Or should that be “wither” as it’s clearly time to change the model dramatically – a model which was developed after the last war, in a very different world?
As Dr Adrian Rogers quite famously put it, “You cannot legislate the poor into freedom by legislating the industrious out of it. You don’t multiply wealth by dividing it. Government cannot give anything to anybody that it doesn’t first take from somebody else. Whenever somebody receives something without working for it, somebody else has to work for it without receiving. The worst thing that can happen to a nation is for half of the people to get the idea they don’t have to work because somebody else will work for them, and the other half to get the idea that it does no good to work because they don’t get to enjoy the fruits of their labour.”
Having only moved to England a few weeks ago, I find it’s interesting to listen to what people here are saying about the “welfare state” issues, particularly at the moment when it’s clear that the new government has no chance but to make some dramatic changes to the way things have been done in the past 13 years of Labour Party rule.
But it seems that it’s not just the country that Labour has brought to the edge of bankruptcy: former Deputy Prime Minister under Tony Blair, John Prescott, has told us that the Labour Party itself is in danger of bankruptcy, with debts of some £20M ($30M) through a combination of over-spending and poor accounting: ironically making the announcement on the day that Tony Blair’s new investment bank was being registered… At least the party was consistent with its approach to finance, even if the former Prime Minister seems to have profited most handsomely from his time in office.
However, I digress. The basic issue, as Dr Rogers so succinctly put it, is that Governments can’t just create money magically, but can only redistribute money from one part of society to another, and the more that people want to take, the more that others are forced to give.
Few people doubt that societies should help those within them that are unable to fend for themselves – this compassion, after all, is what is supposed to make us human – but the question today is how much help should be given and to whom. I find it astonishing, for example, that there are families in England who have not worked at all for three generations, and simply live off benefits. Others, who receive free housing, believe it should be their right to pass these houses onto other family members. Girls find that being a single parent is a profitable enterprise, and start to have babies at a very young age, then turn to the state for housing and benefits, and are able to live comfortably without working. The list of abuses to the system is endless…

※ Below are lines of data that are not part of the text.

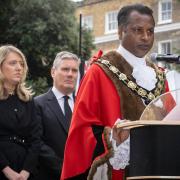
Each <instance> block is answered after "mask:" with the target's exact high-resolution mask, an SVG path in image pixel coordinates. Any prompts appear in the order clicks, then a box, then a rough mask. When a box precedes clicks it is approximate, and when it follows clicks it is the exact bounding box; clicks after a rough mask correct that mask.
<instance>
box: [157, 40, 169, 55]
mask: <svg viewBox="0 0 180 180" xmlns="http://www.w3.org/2000/svg"><path fill="white" fill-rule="evenodd" d="M166 43H170V52H162V45H163V44H166ZM158 53H159V54H172V40H165V41H159V42H158Z"/></svg>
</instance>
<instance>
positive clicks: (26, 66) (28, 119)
mask: <svg viewBox="0 0 180 180" xmlns="http://www.w3.org/2000/svg"><path fill="white" fill-rule="evenodd" d="M27 70H28V67H27V63H26V59H25V56H24V54H23V53H22V52H21V51H20V50H19V49H17V48H16V47H14V46H12V45H5V46H1V47H0V170H1V171H0V179H1V180H5V179H9V180H26V179H33V174H34V170H35V167H36V164H37V159H38V155H39V149H40V124H39V122H38V121H37V120H35V119H34V117H35V116H34V103H33V99H32V92H31V90H30V89H29V88H26V87H25V79H26V74H27Z"/></svg>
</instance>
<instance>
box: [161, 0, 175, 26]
mask: <svg viewBox="0 0 180 180" xmlns="http://www.w3.org/2000/svg"><path fill="white" fill-rule="evenodd" d="M163 3H171V10H169V12H168V11H167V12H165V13H170V18H169V19H165V20H163V16H162V13H163V12H162V4H163ZM172 12H173V4H172V0H160V1H159V4H158V24H165V23H171V22H172Z"/></svg>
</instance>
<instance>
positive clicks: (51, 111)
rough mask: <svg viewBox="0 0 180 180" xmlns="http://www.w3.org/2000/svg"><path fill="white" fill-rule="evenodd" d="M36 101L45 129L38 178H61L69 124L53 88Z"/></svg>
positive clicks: (36, 109)
mask: <svg viewBox="0 0 180 180" xmlns="http://www.w3.org/2000/svg"><path fill="white" fill-rule="evenodd" d="M34 101H35V107H36V116H37V118H38V119H39V120H40V121H41V122H42V131H43V133H42V134H43V135H42V148H41V153H40V158H39V174H38V176H37V180H41V179H43V180H46V179H47V180H56V179H57V180H59V178H60V173H61V168H62V163H63V156H64V147H65V143H66V139H67V135H68V129H69V125H68V124H67V121H66V120H65V117H64V114H63V112H62V110H61V107H60V106H59V104H58V101H57V99H56V97H55V95H54V93H53V92H52V90H51V89H50V90H49V91H48V92H47V93H45V94H42V95H40V96H37V97H35V100H34Z"/></svg>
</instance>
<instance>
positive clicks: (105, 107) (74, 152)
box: [61, 64, 123, 180]
mask: <svg viewBox="0 0 180 180" xmlns="http://www.w3.org/2000/svg"><path fill="white" fill-rule="evenodd" d="M82 82H83V83H81V85H80V88H79V91H78V94H77V98H76V103H75V107H74V112H73V117H72V123H71V127H70V130H69V136H68V139H67V143H66V147H65V155H64V164H63V170H62V175H61V179H67V178H69V177H73V176H76V175H78V174H82V173H84V172H85V171H86V170H87V169H89V168H90V166H91V163H92V156H93V152H94V149H95V146H96V139H95V137H94V135H93V132H92V128H91V125H101V126H110V127H112V126H113V125H114V123H115V121H116V120H117V119H118V118H121V112H120V97H119V95H118V93H117V91H116V89H115V86H114V84H113V83H112V81H111V80H110V79H109V77H108V76H107V75H106V74H105V73H104V71H103V70H102V69H101V68H100V67H99V66H98V65H96V64H93V65H92V66H91V68H90V69H89V70H88V71H87V73H86V75H85V76H84V78H83V81H82ZM119 172H120V176H119V177H118V180H121V179H122V177H123V171H122V170H119Z"/></svg>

Clearly this is wrong. We should protect those unable to work for reasons of frailty, but those who are healthy should have a defined maximum period – say 6 months – on “free” benefits and then should start “earning their keep.” If they can’t find a paying job within that period, the welfare authorities should have them working for the society that is housing and feeding them – there is so much that needs to be done, from infrastructure development and maintenance to helping the elderly and the sick (hospital porters, for example), and would provide benefits in return for such work. This would not only help motivate them to find more steady (and, perhaps, comfortable) work, but reduce the costs of running local authorities as much of the work could be done by those on benefits.
What do you think – should benefits be given without restriction, or should recipients who are able to do so be obliged to “earn” their benefits, and help the society that is providing them in return?